Une île est un hamac filé avec du bon et du mauvais coton. Un lieu suspendu entre des points d’ancrage et qui balance, à la recherche du plus parfait ensommeillement, le corps en long ou l’esprit en travers, pour peu que de petites oscillations bercent à la belle étoile de vieux démons, et que durent ces instants en suspens, parmi les courbarils cachant les forêts d’acajou. Des colons auront beau protester de leurs sentiments humains, ils ne pourront faire que la maison des pauvres reste en proie au regret de vivre dans leur maison de riches, dite de domination. Des poètes auront beau professer leur foi en l’être humain, ils ne sauraient empêcher les démons de rugir.
Ainsi, sauf à considérer le satanisme ou le BDSM (Bondage-Domination-Soumission-Sadisme-Masochisme) comme une histoire de plaisir et de rites consensuels, le fait de fouetter, de brider ou de remplir jusqu’à la bonde un tonneau d’os de vie, quand bien même s’y trouverait du plaisir, ne peut guère mener qu’à des explosions de douleur souffrant la perte de liberté, l’enchaînement menotté de corps captifs et torturés. Aussi, la branle de mon hamac d’origine indigène et sauvage porte généralement mon corps tantôt d’un côté, tantôt de l’autre, dans des oscillations mielleuses conduisant soit à l’endormissement, soit à l’amplification dangereuse du balancier. Vient parfois un moment de bascule par lequel change l’état des relations de cause à effet. Ainsi, dans un hamac où la posture des membres forme le sens de l’équilibre, le basculement tient à peu de choses. Il suffit qu’un élément nouveau parvienne à mobiliser aussi bien ces membres que leurs désirs, pour que les positions ou indispositions rationnelles germent une réalité de terre.

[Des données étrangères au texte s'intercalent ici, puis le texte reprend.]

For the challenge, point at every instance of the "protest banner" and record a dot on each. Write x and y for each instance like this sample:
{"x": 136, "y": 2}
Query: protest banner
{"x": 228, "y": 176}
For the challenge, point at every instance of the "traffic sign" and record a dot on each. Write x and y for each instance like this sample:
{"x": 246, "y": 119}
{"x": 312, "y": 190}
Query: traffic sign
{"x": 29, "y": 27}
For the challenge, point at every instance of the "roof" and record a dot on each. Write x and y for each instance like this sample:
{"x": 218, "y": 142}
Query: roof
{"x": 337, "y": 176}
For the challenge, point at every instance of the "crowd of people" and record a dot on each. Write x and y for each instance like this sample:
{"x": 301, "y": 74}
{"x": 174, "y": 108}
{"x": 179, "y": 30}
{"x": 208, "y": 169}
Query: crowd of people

Imaginez un lieu de vie dans lequel une bande organisée et ses alliés s’arrangent depuis des siècles, afin que la dite terre, les êtres et leur exploitation, rapportent un profit structurel à l’ensemble des acteurs du système. Pas de quoi brûler une case pour des rats. Cependant, quand le profit issu de crimes indemnisés s’ajoute à la longue liste des profitations en tout genre, allant de la rente d’extraction à l’empoisonnement et la pollution générale, en passant par la monopolisation des marchés et la corruption des gouvernants, il devient logique, sinon légitime, de refuser l’oppression des puissances associées.

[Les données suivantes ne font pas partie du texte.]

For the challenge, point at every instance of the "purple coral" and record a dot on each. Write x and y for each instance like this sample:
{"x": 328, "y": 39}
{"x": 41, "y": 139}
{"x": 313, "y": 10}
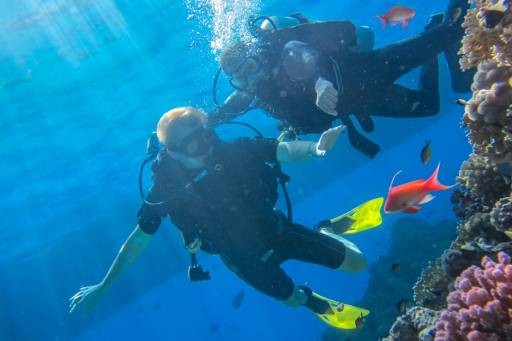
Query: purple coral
{"x": 480, "y": 307}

Étant entendu que la perpétuation du système demeure la fonction principale de ses architectes, le déséquilibre introduit dans les rapports d’assemblage offre des pièces (de roche, bois, métal ou de béton) à conviction permettant de nouvelles constructions. Ce qui paraissait normal et habituel se change alors en situation ou expérience matériellement insupportable, comme en charge immesurable : le normatif du gouvernorat d’un homme contrôlant la légalité d’un pays ; l’habituel groupement de descendants d’esclavagistes structurés en caste ; la norme des hiérarchies et des inégalités de fait comme de droit ; l’habitude d’accepter la menée en bateau par des capitaines ou commandeurs. Pourtant, dans la bascule, il arrive que l’on puisse avoir un angle de vue permettant d’admirer le monde tel qu’il est. Plein à craquer. Rempli d’interactions, de différences, de couleurs multiples, d’incompréhensions, de faux semblants, d’illusions, de changements, de reliefs, de certitudes et leurs contraires, d’indifférence, de victimes et de coupables, de joie et de tristesse, de secrets, de mystères, mensonges et vérités, de compromis et de compromission ; banalités à dire mais qui siéent encore.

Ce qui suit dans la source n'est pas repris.